¹H-NMR (300 MHz, CDCl₃): δ 0.85 (t, J=7.3 Hz, 6H), 1.48-1.90 (m, 4H), 2.40 (m, 1H), 2.67 (s, 3H), 3.11 (s, 3H), 3.85 (s, 3H), 6.91 (dd, J=8.6, 2.6 Hz, 1H), 7.03 (d, J=2.6 Hz, 1H), 7.15 (s, 1H), 7.40 (d, J=8.6 Hz, 1H), 8.51 (s, 1H).

Pharmacologic Experiment Example

It was confirmed that the compound of the present invention represented by the formula (I) has a CRF receptor antagonistic activity by the following experiments.

Experiment Example 1

Binding Assay

[Membrane Preparation]

The forced-expression cell strain of the human CRF receptor I (parent strain is CHO-K1 cell) was cultured until the cell was confluent and collected with a scraper. The collected cells were washed twice with PBS, and were suspended with an ice-colded binding assay buffer (Tris-HCl (50 mM, pH 7.0), EDTA (2 mM, pH 8.0), and MgCl₂ (10 mM))). After fractured with a dounce-type homogenizer, the suspended cells were centrifuged at 10,000 g, and a membrane fraction was collected. The collected membrane fraction was resuspended with a little amount of the binding assay buffer, thereafter diluted with the binding assay buffer so as to have a concentration of 1 mg/mL. The obtained membrane fraction was used for a binding assay.

[Binding Assay]

¹²⁵I-CRF was diluted with the binding assay buffer so as to have a concentration of 0.5 nM, whereby 50 μL of the diluted ¹²⁵I-CRF was added to a siliconized 1.5-mL tube.
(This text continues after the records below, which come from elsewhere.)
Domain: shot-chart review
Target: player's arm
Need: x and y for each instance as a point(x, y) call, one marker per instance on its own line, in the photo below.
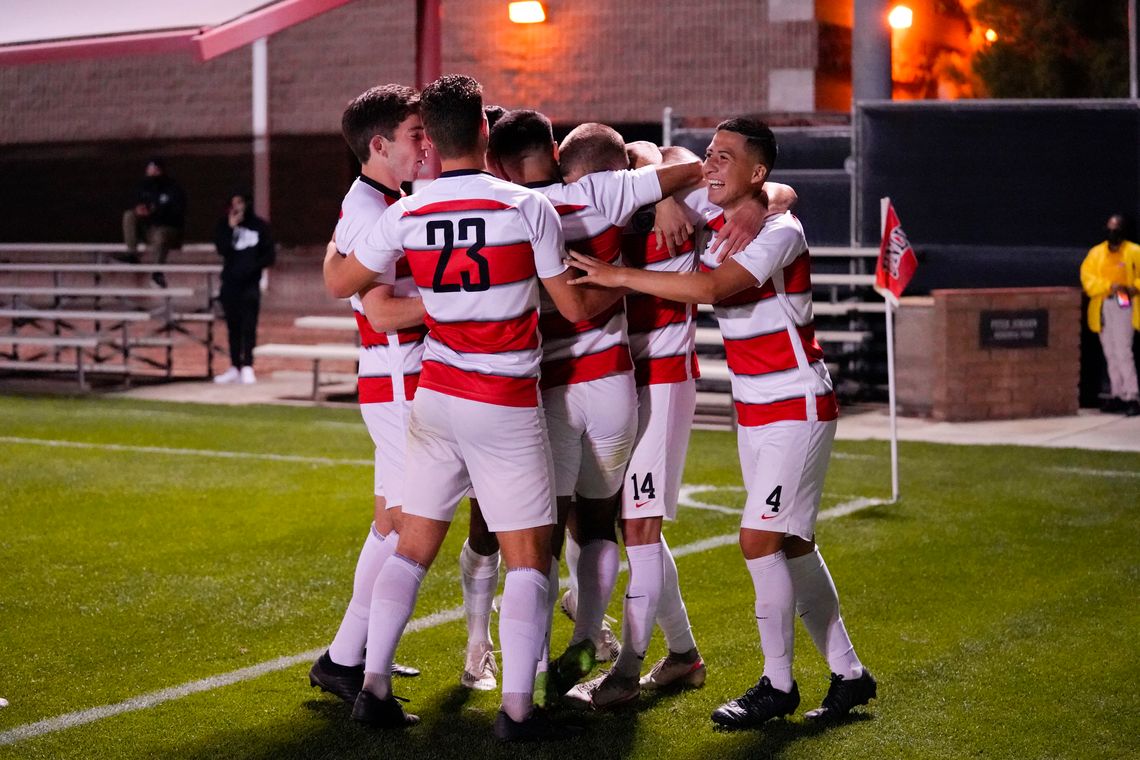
point(686, 287)
point(387, 311)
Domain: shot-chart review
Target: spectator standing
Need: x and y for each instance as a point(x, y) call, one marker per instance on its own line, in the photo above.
point(246, 247)
point(157, 217)
point(1110, 277)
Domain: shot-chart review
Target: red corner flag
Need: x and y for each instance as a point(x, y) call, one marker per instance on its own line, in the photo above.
point(896, 262)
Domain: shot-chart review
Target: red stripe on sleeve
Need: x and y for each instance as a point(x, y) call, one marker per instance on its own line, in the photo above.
point(750, 415)
point(494, 336)
point(371, 337)
point(505, 264)
point(444, 206)
point(478, 386)
point(589, 367)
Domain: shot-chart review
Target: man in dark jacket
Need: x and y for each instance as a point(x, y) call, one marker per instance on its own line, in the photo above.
point(157, 217)
point(246, 246)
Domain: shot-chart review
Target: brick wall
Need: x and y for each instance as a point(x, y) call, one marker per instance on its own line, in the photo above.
point(605, 59)
point(974, 382)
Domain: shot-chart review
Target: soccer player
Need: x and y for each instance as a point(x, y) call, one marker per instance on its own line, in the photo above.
point(587, 378)
point(477, 247)
point(383, 129)
point(787, 411)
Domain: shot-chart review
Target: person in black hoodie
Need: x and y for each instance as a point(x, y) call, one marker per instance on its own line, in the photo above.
point(246, 247)
point(157, 215)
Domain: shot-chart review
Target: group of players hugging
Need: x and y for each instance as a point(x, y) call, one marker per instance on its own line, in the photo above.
point(528, 341)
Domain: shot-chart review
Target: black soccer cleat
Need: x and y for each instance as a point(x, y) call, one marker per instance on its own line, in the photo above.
point(537, 727)
point(344, 681)
point(382, 713)
point(845, 694)
point(758, 704)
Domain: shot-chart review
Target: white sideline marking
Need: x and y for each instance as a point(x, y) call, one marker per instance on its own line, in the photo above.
point(187, 452)
point(73, 719)
point(1096, 473)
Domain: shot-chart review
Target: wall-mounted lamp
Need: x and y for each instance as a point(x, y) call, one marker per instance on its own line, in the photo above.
point(530, 11)
point(901, 17)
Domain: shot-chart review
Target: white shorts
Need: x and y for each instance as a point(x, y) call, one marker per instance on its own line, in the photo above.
point(783, 465)
point(502, 451)
point(388, 425)
point(665, 417)
point(592, 427)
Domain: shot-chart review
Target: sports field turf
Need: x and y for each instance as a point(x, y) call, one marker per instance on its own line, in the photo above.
point(156, 550)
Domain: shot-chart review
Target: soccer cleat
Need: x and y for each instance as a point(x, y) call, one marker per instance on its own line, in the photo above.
point(845, 694)
point(537, 727)
point(344, 681)
point(607, 645)
point(570, 668)
point(382, 713)
point(480, 669)
point(405, 671)
point(607, 692)
point(672, 671)
point(758, 704)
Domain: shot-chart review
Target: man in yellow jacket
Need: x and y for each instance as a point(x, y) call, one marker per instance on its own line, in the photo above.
point(1110, 277)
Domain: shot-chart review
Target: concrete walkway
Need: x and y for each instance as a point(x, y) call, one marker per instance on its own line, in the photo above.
point(1088, 430)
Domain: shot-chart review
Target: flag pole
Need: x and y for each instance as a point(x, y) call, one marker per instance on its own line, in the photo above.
point(890, 368)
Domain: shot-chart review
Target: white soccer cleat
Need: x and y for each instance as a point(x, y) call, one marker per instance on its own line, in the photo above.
point(480, 670)
point(230, 375)
point(673, 672)
point(607, 692)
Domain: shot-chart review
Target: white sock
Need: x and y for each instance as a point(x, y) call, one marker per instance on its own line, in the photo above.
point(480, 580)
point(640, 606)
point(552, 598)
point(775, 617)
point(522, 622)
point(572, 553)
point(392, 601)
point(348, 645)
point(817, 605)
point(672, 615)
point(597, 572)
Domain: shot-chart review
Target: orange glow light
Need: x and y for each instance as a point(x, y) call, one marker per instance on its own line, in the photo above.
point(530, 11)
point(901, 17)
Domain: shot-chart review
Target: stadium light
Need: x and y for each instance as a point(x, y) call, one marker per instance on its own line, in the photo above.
point(530, 11)
point(901, 17)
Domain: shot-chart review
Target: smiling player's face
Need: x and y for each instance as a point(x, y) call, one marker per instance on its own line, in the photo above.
point(407, 150)
point(731, 170)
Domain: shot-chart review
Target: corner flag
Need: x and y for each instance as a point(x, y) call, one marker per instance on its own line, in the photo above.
point(896, 262)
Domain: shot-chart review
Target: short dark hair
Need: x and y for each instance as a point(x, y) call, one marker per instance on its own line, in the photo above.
point(593, 147)
point(493, 113)
point(453, 112)
point(519, 132)
point(757, 136)
point(376, 111)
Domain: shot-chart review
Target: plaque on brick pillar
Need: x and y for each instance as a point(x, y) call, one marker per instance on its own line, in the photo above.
point(1014, 329)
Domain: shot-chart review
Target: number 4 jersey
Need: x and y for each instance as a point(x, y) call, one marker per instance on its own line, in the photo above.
point(475, 245)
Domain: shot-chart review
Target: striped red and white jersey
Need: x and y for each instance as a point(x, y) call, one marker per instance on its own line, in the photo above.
point(477, 246)
point(593, 211)
point(775, 362)
point(662, 334)
point(384, 357)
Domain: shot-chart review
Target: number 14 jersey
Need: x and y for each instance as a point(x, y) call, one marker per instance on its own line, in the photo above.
point(477, 246)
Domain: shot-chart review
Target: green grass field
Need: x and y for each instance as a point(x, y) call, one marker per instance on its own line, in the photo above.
point(163, 545)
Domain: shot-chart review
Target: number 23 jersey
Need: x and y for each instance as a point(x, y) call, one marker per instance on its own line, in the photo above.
point(477, 246)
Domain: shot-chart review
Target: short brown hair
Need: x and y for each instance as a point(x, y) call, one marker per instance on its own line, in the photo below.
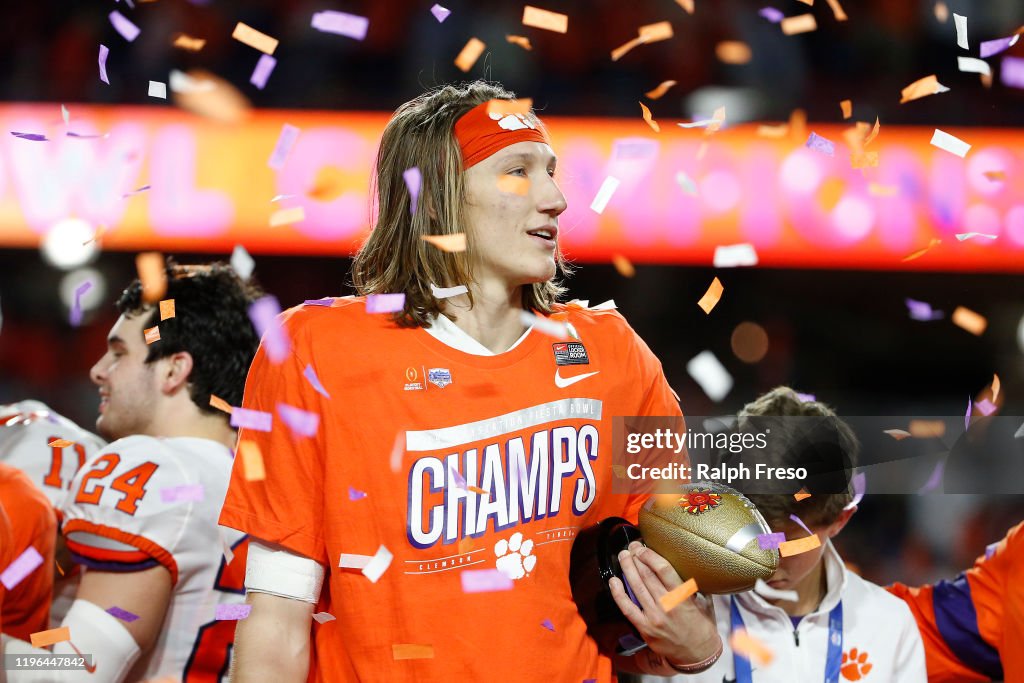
point(394, 258)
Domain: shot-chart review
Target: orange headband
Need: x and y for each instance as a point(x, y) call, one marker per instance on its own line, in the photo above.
point(481, 133)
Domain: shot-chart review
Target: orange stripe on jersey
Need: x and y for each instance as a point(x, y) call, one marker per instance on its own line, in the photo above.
point(148, 548)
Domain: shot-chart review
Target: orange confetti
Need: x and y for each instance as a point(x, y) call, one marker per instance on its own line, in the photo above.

Next, test drugs diluted at appropriate times, such as DMSO (for general binding) or 100 μM of CRF (for non-specific binding), was added to a 1-μL tube. Finally, 50 μL of the membrane fraction was added thereto and the reaction was started (final concentration of ¹²⁵I-CRF was 0.25 nM). The tube was incubated at room temperature for 2 hours. After the reaction, the tube was centrifuged at 20,000 g in order to collect the membrane fraction. The supernatant was discarded, and the pellet was washed twice with an ice-colded PBS/0.01% TritonX-100. A membrane binding count was measured using a γ counter.

The specific binding count was obtained by subtracting the non-specific count from the measured count.

As a result, it was revealed that the compound of the present invention had a strong receptor binding activity (IC₅₀ value<1 μM). For example, the compound of Example 7 has an IC₅₀ value of 0.012 μM.

Experiment Example 2

Receptor Antagonistic Activity (Cyclic AMP Assay)

The forced expression cell strain of the human CRF receptor I was cultured at 37° C. under 5% carbon dioxide and 95% air by using a Ham's F-12 medium (F-12 nutrient mixture) containing 10% bovine fetal serum and 1% antibiotic substance-antifungal agent. On the previous day before the cyclic AMP was measured, the cells were inoculated into a 96-well plate in an amount of 1×10⁴ cell/well. On the measurement day, the cells were washed twice with a Ham's F-12 medium, whereby a solution of Ham's F-12 medium/1 mM 3-isobutyl-1-methylxanthine (assay medium) (178 μL) was added to each well. After the incubation at 37° C. for 10 minutes, test drug solutions (2 μL) in various concentrations were added thereto, or DMSO (2 μL) was added to a CRF group and a blank group. An assay medium (20 μL) containing 10 nM human/rat CRF was added to wells of a compound group and the CRF group. An assay medium (20 μL) containing 0.00001% acetic acid was added to the blank group. Each group was further incubated at 37° C. for 15 minutes. The supernatant was removed and ice-colded to stop the reaction. Note that the reactions of 2 wells were the same in all reactions. The measurement for accumulated cyclic AMP amount in cells was carried out by using a cyclic AMP Biotrak enzyme immunoassay system (manufactured by Amersham Biosciences Corp.). The accumulated cyclic AMP amounts were calculated by subtracting mean values of corresponding 2 wells in the blank group from that of 2 wells. The IC₅₀ values were calculated with non-linear regression analysis by defining logarithm concentration of the compound as independent variable and an accumulated cyclic AMP amount as dependent variable.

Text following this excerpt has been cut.